FI’s grandma is already giving me a hard time. She and Future Mother-In-Law told me at Thanksgiving that if we say ‘no kids’ that means absolutely no kids. Well, they aren’t paying a dime, Fiance doesn’t like the kids, and from day 1, the whole family told me it would be best not to invite the kids….so they can shut up and leave me alone.
Post # 12
@KristenGotMarried: I like this idea! I don’t know why people are so offended when their kids don’t get invited. And the common reason I’ve heard is “well my kids would REALLY want to be there and they don’t want to miss it” REALLY? would they? or would it be like the wedding I went to as a kid where I barely remember it? I think adults have ulterior motives for wanting their kids there. Either they think their kids are “little adults” and go anywhere and everywhere with them or they want to show their kids off to friends and family? I’ve never met anyone who “can;t find a babysitter” that’s BS unless everyone in your circle is attending the same wedding….
Post # 13
Somewhat. We are having a “no kids 10 and under” rule, and there are a couple guests with kids in that age. One of them is my very close first cousin, who was 3 other siblings (youngest of whom is 19) who will be there, so it doesn’t make sense not to invite him. Another, more distant, cousin of mine has 4 or so kids (I honestly don’t even know how many) with ages ranging 2 yrs to 30ish yrs, but none of her kids will be invited because I hardly know any of them. It’s not favoritism/rudeness, it’s just the fact that I’m close with one of the kids and have never even met the others, so why would I uninvite the one I’m close to, or invite the ones I’ve never met, just to be “equal”?
Post # 14
I don’t agree with the “all or nothing” mentality when it comes to children and weddings. Most of the “kids” that we included were teenagers with the exception of our Ring Bearer who was 6. We did not include any other children (not even our niece who was 6 weeks old at the time).
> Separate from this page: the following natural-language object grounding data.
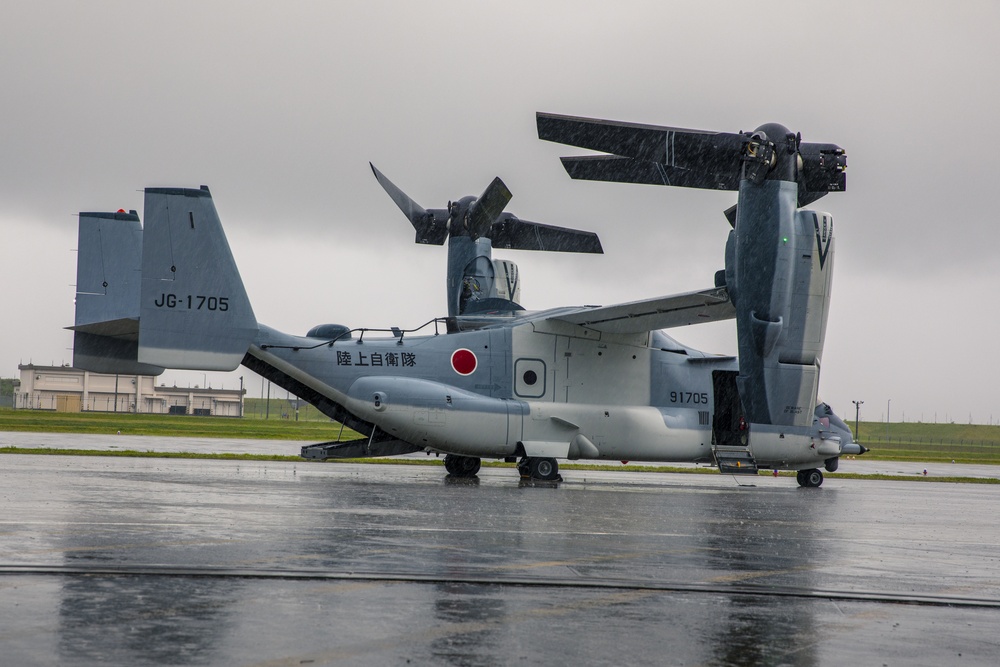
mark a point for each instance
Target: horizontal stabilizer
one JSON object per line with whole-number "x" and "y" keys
{"x": 711, "y": 305}
{"x": 194, "y": 309}
{"x": 510, "y": 232}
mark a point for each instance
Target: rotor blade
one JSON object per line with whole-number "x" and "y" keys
{"x": 488, "y": 207}
{"x": 823, "y": 170}
{"x": 431, "y": 226}
{"x": 627, "y": 170}
{"x": 695, "y": 150}
{"x": 510, "y": 232}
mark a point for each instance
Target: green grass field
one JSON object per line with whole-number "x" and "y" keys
{"x": 962, "y": 443}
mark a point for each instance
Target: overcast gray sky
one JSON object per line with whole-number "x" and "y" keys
{"x": 279, "y": 107}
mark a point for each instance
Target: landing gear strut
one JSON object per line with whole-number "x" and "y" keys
{"x": 537, "y": 467}
{"x": 809, "y": 478}
{"x": 461, "y": 466}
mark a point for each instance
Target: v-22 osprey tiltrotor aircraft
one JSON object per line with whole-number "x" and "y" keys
{"x": 578, "y": 383}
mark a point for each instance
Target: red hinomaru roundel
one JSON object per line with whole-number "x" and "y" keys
{"x": 464, "y": 361}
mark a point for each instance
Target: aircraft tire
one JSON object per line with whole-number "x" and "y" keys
{"x": 809, "y": 479}
{"x": 462, "y": 466}
{"x": 543, "y": 468}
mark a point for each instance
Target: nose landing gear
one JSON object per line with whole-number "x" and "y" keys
{"x": 536, "y": 467}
The children who we did include were there because they were either in the wedding (my cousins 2- ushers and 1- RB) or from Out of Town (DH’s cousins).
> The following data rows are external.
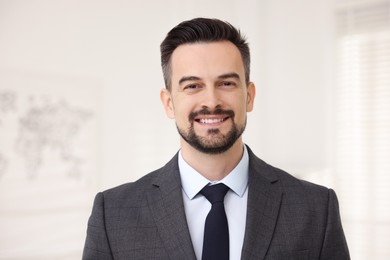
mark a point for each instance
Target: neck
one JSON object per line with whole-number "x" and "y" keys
{"x": 213, "y": 167}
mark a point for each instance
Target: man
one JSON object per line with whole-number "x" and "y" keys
{"x": 265, "y": 214}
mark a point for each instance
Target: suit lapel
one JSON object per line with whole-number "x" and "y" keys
{"x": 264, "y": 200}
{"x": 167, "y": 207}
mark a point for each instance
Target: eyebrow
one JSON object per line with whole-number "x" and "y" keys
{"x": 223, "y": 76}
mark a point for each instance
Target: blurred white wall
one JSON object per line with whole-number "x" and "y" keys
{"x": 115, "y": 45}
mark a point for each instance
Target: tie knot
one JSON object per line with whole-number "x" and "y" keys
{"x": 215, "y": 193}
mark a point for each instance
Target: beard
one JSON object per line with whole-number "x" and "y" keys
{"x": 215, "y": 142}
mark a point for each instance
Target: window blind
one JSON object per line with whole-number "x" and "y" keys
{"x": 362, "y": 137}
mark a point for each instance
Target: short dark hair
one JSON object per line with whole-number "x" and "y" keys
{"x": 202, "y": 30}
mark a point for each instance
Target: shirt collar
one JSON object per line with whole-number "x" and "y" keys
{"x": 193, "y": 182}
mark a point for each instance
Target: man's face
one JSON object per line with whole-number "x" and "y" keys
{"x": 209, "y": 98}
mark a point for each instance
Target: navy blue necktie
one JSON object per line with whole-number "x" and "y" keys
{"x": 216, "y": 230}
I touched on the exceptions on our website so that atleast the info was out there. I let it be known ahead of time that while it was an “adults only” wedding, the kids who were part of the bridal party and any from Out of Town (thankfully just DH’s 2 cousins) would be in attendance. There was not a single complaint or douchebag rule breaker who took it upon themselves to bring their offspring. Those who were parents found sitters for their kids and considered our wedding a night off.
Post # 15
We invited the children of all the out-of-town guests. What that means is that the only kids who will show up are FI’s cousins, my two former students (who are the daughters of a bridesmaid and will be the flower girls), and then three more randoms. People might get miffed, but they can deal with it.